Who uses cloud bursting?

Cloud bursting can be used across all industries and flexibly employed, catering to businesses that have no use for large cloud infrastructures as well as those that prefer to have on-premises data centres. In addition to adding resources for a short period of time to handle increased demand, cloud bursting can also be used for big data and machine learning models and simulations without incurring high costs.

Cloud bursting is particularly useful for applications that are not business critical and for data that doesn’t contain sensitive information. If you do use external capacity, data flows containing business-critical applications should be kept on a private cloud while non-critical workloads can be shared on public clouds. This ensures businesses comply with data protection regulations while maintaining performance and scalability.

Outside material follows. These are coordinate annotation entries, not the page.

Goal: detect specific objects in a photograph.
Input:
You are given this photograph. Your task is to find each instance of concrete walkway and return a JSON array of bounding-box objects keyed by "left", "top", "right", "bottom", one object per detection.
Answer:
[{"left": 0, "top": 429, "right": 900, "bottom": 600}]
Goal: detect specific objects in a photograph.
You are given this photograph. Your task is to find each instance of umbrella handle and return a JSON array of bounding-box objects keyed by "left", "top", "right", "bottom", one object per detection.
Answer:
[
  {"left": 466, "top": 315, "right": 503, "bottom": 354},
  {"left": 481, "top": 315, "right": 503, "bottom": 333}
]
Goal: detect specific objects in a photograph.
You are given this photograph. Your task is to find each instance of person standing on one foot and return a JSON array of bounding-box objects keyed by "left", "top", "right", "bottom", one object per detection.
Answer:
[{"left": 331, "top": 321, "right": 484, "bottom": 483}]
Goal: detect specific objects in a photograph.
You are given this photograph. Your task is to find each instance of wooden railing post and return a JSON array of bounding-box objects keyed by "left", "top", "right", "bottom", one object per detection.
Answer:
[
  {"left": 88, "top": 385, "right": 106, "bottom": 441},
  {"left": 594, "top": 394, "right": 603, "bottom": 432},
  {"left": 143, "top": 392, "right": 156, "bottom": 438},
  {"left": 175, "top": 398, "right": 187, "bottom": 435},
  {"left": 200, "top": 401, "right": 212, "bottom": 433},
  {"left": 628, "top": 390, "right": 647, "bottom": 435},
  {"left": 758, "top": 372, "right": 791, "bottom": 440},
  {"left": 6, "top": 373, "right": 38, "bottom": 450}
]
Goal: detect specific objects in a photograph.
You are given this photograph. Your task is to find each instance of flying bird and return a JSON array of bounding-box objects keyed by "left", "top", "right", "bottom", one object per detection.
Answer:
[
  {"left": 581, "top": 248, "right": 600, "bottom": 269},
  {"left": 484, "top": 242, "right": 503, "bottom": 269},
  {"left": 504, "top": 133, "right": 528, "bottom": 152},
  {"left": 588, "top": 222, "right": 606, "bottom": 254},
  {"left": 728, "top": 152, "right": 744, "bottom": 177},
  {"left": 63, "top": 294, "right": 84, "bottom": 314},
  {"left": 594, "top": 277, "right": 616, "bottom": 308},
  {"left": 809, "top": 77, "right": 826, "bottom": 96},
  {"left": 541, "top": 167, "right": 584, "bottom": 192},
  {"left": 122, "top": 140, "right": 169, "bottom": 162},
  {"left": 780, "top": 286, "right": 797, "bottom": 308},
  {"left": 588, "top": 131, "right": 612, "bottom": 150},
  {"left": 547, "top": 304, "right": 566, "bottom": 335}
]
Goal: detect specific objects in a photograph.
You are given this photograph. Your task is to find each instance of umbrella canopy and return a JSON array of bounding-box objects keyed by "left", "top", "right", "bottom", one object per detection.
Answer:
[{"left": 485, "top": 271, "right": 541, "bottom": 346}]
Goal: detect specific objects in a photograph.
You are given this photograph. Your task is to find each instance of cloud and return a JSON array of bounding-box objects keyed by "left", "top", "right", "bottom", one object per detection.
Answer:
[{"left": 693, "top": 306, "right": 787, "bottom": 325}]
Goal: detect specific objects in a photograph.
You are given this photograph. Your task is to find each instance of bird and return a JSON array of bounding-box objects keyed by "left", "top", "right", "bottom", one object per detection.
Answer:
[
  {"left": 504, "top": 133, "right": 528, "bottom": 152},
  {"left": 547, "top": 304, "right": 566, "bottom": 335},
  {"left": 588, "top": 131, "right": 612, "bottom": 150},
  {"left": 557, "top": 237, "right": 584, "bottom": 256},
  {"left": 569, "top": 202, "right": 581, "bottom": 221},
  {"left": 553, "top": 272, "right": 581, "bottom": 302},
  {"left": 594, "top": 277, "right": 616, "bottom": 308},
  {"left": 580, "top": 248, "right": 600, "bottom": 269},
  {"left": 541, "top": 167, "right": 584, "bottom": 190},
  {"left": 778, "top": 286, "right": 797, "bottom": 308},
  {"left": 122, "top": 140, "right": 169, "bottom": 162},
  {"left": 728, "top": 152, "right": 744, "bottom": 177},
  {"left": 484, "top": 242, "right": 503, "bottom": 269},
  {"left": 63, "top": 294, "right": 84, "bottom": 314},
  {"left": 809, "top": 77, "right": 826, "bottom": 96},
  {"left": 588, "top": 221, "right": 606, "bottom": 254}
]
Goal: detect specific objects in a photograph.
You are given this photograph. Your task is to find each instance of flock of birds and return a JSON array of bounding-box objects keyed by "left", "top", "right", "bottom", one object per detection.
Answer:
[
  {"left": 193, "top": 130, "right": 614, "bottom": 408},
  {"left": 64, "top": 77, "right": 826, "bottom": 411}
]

What are some examples of cloud bursting use cases?

Cloud bursting is often used for seasonal peaks that online stores encounter. These seasonal increases in demand require scalable capacity, making cloud bursting useful. However, it is also important to ensure that sensitive customer data, such as payment information, is not transferred to third parties when using cloud bursting.

When it comes to analysing big data and creating models and simulations, the comprehensive infrastructure offered by providers such as Amazon AWS, Microsoft Azure or Google Cloud reduces the time needed to process data. Research facilities that have limited local IT infrastructure can also benefit from cloud bursting technology by using global cloud capacity.

What are the benefits of cloud bursting?

Cloud bursting can benefit businesses and institutions in the following ways:

  • Cost savings: the construction, maintenance and protection of a local, physical IT infrastructure for cloud computing can be costly in terms of material, energy and staff. Small and medium-sized businesses as well as entities with limited financial resources may not be able to afford their own cloud infrastructure. By using cloud bursting, they can better plan financially and reduce capacity to their respective needs.
  • Effort: alongside the financial burden of maintaining the IT infrastructure, there is also the time it requires. The maintenance and the daily operation of a data centre requires an in-house IT department with specialty knowledge. Since many businesses lack the time and money to search for and hire personnel, cloud bursting makes for a practical solution.
  • Flexibility and scalability: cloud bursting offers flexible IT resources for storage and computing capacity when you need it. Instead of operating your own data centre, you can connect resources to meet your demands. By doing so, you can flexibly share and process workloads and make use of needs-based scalability.
  • Capacity: cloud bursting technologies can help maintain performance during peak loads and avoid IT outages. You can increase performance limits and outsource workloads to external resources. This gives your public cloud and on-site data centre more capacity.
  • Customer and operator friendliness: by maintaining performance and capacity, you also improve your customer friendliness and your user experience design. This makes an app or online store more appealing to customers as well as more reliable and easier to use.